From the RMSE and other values for various mRMSE values we can see ALS calculation with Spark is better than normal execution but they are relatively close in values.

accuracy <- rbind(accALS, data.frame(RMSE = rmseSpark, MSE = mseSpark, MAE = maeSpark))

rownames(accuracy) <- c("recommenderlab ALS", "Spark ALS")

knitr::kable(accuracy, format = "html") %>%
  kableExtra::kable_styling(bootstrap_options = c("striped", "hover"))
RMSE MSE MAE
recommenderlab ALS 0.7871081 0.6195392 0.6329487
Spark ALS 0.8782914 0.7713958 0.6739397

We can see difference is performance, it is executed in local Spark but it seems to have a better usage of resources and it predicted faster than the traditional method eventhough training was slower. Spark will distribute the jobs among the processor capabilities doing it faster.

knitr::kable(timing, format = "html", row.names = FALSE) %>%
  kableExtra::kable_styling(bootstrap_options = c("striped", "hover"))
Method Training Predicting
recommenderlab 0.02 5.76
Spark 9.41 2.86

Summary

Even with running just the local instance, Spark improved overall performance. This is clearly the biggest advantage of the distributed processing.

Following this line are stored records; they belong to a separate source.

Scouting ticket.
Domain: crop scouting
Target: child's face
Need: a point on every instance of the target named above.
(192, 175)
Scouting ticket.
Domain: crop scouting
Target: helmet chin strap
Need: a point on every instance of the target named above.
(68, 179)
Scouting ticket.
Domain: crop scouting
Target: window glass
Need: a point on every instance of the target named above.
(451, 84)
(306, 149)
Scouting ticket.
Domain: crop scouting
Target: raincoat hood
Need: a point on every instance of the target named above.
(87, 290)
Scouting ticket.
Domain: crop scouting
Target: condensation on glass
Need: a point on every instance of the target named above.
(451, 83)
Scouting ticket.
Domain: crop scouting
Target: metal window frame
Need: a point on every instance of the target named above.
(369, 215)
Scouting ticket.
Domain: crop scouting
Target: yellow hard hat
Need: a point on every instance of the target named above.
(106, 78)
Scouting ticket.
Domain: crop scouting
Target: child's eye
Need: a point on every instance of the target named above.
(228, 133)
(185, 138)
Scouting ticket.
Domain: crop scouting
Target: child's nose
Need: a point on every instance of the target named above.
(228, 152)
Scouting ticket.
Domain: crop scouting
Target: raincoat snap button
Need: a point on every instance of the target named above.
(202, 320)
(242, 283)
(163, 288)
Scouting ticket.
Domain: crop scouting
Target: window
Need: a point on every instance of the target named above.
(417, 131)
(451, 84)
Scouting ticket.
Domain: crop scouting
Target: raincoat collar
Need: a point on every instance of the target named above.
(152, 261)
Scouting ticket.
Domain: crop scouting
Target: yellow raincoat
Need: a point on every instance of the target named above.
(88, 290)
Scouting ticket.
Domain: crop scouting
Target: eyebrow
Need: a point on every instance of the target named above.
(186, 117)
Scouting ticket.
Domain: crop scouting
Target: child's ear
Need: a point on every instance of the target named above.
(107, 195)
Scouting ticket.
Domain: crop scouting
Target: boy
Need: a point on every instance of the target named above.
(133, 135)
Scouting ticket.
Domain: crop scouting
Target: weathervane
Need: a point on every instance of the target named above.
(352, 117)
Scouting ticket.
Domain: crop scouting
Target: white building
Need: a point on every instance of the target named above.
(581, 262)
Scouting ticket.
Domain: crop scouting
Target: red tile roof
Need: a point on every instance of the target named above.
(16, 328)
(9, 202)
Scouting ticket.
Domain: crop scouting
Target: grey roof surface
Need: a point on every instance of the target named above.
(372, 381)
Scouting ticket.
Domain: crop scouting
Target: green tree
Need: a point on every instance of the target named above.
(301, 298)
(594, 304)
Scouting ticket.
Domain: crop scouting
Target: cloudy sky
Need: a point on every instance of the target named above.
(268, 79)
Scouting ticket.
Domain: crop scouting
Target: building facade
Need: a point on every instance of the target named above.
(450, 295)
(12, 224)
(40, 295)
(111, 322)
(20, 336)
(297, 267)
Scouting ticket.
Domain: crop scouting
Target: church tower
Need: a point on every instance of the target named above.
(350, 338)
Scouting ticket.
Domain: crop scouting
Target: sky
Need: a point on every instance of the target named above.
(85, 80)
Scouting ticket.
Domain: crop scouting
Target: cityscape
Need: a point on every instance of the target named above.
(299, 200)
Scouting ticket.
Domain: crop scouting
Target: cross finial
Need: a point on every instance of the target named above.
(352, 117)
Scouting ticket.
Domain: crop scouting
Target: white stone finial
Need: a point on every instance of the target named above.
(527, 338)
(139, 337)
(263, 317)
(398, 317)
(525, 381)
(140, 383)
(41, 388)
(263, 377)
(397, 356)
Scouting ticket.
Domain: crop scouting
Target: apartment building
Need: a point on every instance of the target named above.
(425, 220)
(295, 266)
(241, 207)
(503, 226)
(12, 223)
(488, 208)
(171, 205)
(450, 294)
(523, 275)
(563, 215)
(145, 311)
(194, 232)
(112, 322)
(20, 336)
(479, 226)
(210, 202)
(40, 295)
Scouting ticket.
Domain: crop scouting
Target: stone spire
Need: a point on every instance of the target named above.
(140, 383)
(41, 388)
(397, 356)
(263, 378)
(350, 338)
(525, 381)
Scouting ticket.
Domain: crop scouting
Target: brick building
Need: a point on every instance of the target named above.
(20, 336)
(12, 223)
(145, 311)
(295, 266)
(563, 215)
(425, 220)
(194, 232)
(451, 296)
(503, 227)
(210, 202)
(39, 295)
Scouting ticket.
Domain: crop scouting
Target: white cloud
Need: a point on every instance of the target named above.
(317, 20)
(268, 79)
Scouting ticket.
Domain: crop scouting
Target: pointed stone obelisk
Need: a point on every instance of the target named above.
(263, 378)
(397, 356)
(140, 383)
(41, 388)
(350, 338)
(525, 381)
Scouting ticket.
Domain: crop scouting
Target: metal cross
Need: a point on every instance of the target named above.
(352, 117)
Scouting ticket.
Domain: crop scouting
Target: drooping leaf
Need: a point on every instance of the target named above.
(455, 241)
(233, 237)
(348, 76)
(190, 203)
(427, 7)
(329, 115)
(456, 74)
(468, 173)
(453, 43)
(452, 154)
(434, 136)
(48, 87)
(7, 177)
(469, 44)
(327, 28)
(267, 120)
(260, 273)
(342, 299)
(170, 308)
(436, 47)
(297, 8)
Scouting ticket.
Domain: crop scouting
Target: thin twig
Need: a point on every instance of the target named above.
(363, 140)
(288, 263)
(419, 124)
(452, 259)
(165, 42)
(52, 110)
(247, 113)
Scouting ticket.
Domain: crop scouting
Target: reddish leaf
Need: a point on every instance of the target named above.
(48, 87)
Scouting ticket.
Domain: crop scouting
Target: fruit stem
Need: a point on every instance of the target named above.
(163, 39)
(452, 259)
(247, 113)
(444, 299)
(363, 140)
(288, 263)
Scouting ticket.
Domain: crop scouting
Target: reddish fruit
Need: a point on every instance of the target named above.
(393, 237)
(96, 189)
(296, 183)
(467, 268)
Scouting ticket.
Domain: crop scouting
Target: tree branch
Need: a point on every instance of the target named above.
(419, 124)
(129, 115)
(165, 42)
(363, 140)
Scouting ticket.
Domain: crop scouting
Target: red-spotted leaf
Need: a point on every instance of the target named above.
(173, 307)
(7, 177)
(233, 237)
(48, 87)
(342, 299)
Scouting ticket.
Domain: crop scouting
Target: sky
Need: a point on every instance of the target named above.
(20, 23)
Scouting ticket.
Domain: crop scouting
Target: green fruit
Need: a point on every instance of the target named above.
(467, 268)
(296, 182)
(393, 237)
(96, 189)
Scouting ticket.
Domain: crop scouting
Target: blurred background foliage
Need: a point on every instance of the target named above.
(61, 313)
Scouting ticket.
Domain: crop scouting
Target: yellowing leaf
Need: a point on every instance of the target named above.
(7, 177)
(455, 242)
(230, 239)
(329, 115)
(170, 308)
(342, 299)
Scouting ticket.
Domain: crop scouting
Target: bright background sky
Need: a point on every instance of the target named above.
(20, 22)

Data is growing faster than processing speeds and the solution is to parallelize on large clusters with wide use in both enterprises and web industry.

Spark works on the cloud with huge number of datapoints and helps to process large data.

Spark Streaming run a computation as a series of very small, deterministic batch jobs.

Data flow engines are becoming an important platform for numerical algorithms

All of the above factors makes distributed computing with Spark neccessary.